After I wrote Cool Creatures, Hot Planet: Exploring the Seven Continents and turned it into a college show, I realized that I was getting a bit heavy in my face. Since I’ve been a talent agent most of my life, and I was now agenting myself, I followed the advice I would give to any rock and roll vocalist I managed: “You need to look the part.”
So before my first speaking gig, I lost 30 pounds, in order to look the part of someone who had adventures on all 7 continents. This coming school year will be my 13th speaking at colleges, and I have more or less kept the weight off the entire time. I still have some weeks where I am above where I want to be and have to do some extra exercise and dieting.

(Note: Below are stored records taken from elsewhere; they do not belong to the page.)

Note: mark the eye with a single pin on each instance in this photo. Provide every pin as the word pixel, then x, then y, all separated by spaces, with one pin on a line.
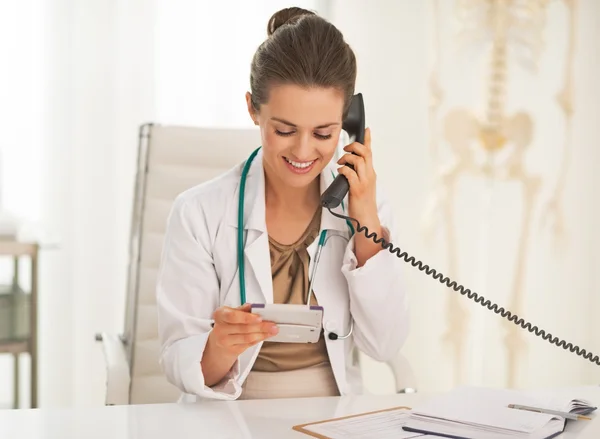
pixel 284 134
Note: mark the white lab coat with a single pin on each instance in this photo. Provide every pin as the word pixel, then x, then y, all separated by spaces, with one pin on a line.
pixel 199 273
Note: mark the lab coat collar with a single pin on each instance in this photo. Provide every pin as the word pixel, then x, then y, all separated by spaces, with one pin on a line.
pixel 254 201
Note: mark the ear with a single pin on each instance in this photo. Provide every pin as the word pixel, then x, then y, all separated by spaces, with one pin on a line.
pixel 251 110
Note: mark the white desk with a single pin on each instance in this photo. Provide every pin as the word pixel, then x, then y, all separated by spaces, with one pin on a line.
pixel 218 419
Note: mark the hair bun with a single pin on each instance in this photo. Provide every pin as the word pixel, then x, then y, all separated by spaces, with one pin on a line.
pixel 285 16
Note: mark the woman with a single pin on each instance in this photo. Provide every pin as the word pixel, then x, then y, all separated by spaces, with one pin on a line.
pixel 302 81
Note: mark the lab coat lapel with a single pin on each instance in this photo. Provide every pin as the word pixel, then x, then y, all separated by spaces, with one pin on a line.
pixel 330 286
pixel 256 249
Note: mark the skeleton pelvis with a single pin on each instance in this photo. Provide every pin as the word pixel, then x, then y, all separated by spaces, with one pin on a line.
pixel 467 135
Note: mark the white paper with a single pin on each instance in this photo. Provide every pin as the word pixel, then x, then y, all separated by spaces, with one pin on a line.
pixel 381 425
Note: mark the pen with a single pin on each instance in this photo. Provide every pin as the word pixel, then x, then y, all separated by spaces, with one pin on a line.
pixel 566 415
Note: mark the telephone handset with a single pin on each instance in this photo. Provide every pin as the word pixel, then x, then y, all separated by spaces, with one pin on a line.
pixel 354 125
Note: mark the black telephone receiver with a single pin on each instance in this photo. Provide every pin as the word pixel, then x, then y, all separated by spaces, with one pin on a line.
pixel 354 125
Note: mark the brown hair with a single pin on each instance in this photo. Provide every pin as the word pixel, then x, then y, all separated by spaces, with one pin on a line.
pixel 302 49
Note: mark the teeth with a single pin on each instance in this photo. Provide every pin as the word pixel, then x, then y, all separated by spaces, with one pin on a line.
pixel 298 165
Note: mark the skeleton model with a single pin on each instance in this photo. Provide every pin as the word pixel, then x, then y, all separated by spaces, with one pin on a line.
pixel 508 27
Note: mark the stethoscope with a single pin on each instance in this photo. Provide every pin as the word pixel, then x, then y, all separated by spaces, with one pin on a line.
pixel 323 238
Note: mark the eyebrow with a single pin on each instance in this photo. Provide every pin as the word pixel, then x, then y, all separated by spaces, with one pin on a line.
pixel 294 125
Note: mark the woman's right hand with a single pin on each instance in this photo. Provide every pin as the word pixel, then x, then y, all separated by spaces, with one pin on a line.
pixel 237 329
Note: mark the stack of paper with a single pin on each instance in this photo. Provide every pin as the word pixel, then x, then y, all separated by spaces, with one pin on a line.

Spring is the worst, because for some reason my body likes to put on a few extra pounds at that time. So last week, when I realized I needed to lose 5 pounds, I went back to my very simple diet of oatmeal with next-to-no-sugar for breakfast and lunch and whatever my wife cooks for dinner. I quickly dropped 6 and ½ pounds. Yay!
Coincidently, my bathroom scale has been slowly dying. It would work, but sometimes I needed to hit it on the side to make the digital display show properly. I finally gave up and bought a new scale this week. When I stepped onto the new scale, it said, “Sorry, life isn’t fair. You weigh 3 more pounds than you think you do!”
The good news is that I actually lost the pounds; it’s just that the original scale had read 3 pounds lighter the entire time. Still, it’s just not fair that I have to accept that my ideal weight isn’t what I thought it was, and my morning weigh-in won’t feel quite as satisfying. So fuck you new scale! I know you’re accurate, but that’s beside the point.